The Masks of Death   
 

Director: Roy Ward Baker
Year:  1984
Rating: 6.0

Ah, Peter Cushing as Sherlock Holmes and John Mills as Watson. How much cozier can you get. Lay back in your armchair with a fireplace near by, a dog at your feet and some brandy within reach and watch these two professionals play two of the great figures in literature and film. They will set everything right as they always do. Of course, I have no armchair nor dog nor fireplace and don't drink brandy, but if I did this would have been the time for it. Not that this is particularly good or exciting but that is besides the point - they are like comfortable shoes. Two English legends. This was to be Cushing's second to last film - he was getting ill. And he looks so thin and fragile but he still has that Cushing authority about him. Another acting legend is present as well - as Irene Adler in a rather pointless role but still welcome - Anne Baxter in one of her final roles - she was to pass away in 1985. Same goes for Ray Milland who has only a cameo - one of his last roles as he was to die in 1986. Throw in Anton Diffring and Gordon Jackson and its like Saturday night at the Actors Retirement Home. I eat that stuff up.



This was a TV production and it looks it - it has that dark interior Masterpiece Theater look - but it is directed by another great - Roy Ward Baker. The good films he directed are lengthy - The Legend of the Seven Golden Vampires, And Now the Screaming Starts, Asylum, Scars of Dracula, The Vampire Lovers and Dr. Jekyll and Sister Hyde. But like for the actors those were his glory days. Cushing had played Sherlock in a TV series decades before and of course in The Hound of the Baskervilles in 1959, so it is somehow fitting that he ends it in that role.

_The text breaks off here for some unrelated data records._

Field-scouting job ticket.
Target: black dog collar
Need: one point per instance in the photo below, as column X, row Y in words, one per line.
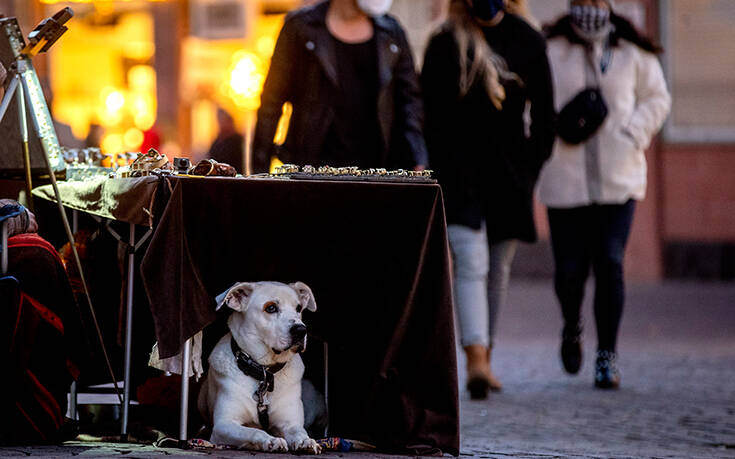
column 250, row 367
column 260, row 373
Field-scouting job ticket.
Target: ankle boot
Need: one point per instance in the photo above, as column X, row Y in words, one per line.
column 607, row 375
column 493, row 381
column 477, row 371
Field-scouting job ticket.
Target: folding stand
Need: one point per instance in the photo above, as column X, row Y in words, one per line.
column 26, row 86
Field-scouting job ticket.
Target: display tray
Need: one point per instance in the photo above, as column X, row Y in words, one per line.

Holmes has retired and has been tending to his damn bees in Surrey (where Cushing was born) but he has been called back to London - he still rents 221 Baker - and the inspector (Gordon Jackson) wants his help on three mysterious deaths. But Holmes and his good man Watson are called off on a case of a disappearing German prince. In the end of course the Germans - this takes place in 1913 - are up to nefarious misdeeds. It is way too leisurely but still just fine for a TV production. Cushing is one tough Sherlock - curt and constantly rude - Watson is smarter than usual but still takes the brunt of Holmes's invective. Why he took it all those years is perhaps the greatest mystery of all!